Two years later, when a neighbor planned to plow a field in which lay almost 1,500 of the dead, McGavock and her husband reburied the remains at Carnton, where they are today. Called the "Widow of the South" in the national press, McGavock devoted the rest of her life to maintaining the graves.
Hicks tries to envision why McGavock became an icon of the South's grief over its lost sons. She is depicted as a mother virtually paralyzed by the early deaths of three of her five children from various illnesses. McGavock emerges from despairing isolation after witnessing the bloody aftermath of battle.

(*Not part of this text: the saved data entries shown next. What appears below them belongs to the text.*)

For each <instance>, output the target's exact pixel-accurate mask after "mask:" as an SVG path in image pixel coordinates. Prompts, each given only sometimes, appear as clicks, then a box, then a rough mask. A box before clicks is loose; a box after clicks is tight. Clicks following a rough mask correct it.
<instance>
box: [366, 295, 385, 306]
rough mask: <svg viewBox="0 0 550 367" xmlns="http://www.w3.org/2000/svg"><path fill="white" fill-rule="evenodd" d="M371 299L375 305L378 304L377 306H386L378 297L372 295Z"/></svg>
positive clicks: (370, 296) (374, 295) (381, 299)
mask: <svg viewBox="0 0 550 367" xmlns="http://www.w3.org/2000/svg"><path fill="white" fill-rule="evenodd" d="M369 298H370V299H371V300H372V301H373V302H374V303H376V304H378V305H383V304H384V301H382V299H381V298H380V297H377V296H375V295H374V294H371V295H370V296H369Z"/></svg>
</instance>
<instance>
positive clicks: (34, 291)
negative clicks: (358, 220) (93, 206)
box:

Like Michael Shaara's treatment of Gettysburg in The Killer Angels, Widow recounts the battle from different perspectives. Unfortunately, not one character resonates as a man or woman of their time. In particular, the character Zachariah Cashwell proves nettlesome. McGavock saves Cashwell's life by demanding that doctors amputate his leg. Cashwell resents her action and bickers with her, but he falls in love with her.
The hardest part of writing a historical novel is accurately depicting the language of the time. Hicks fails painfully. Mariah expresses herself in modern slang, and Cashwell says he has grown tired of women like McGavock "who think too much." These modern missteps reveal a failure of imagination and misuse of language.
Moreover, the battle's carnage, as well as the poverty, hunger and terror experienced by a defeated South, takes a back seat to Hicks' pretentious meditations on maternal grief, God, love, death and morality. By the end, the reader is ready to holler, "Scarlett, come home," "Inman, take me to Cold Mountain" or "Ken Burns, load that DVD."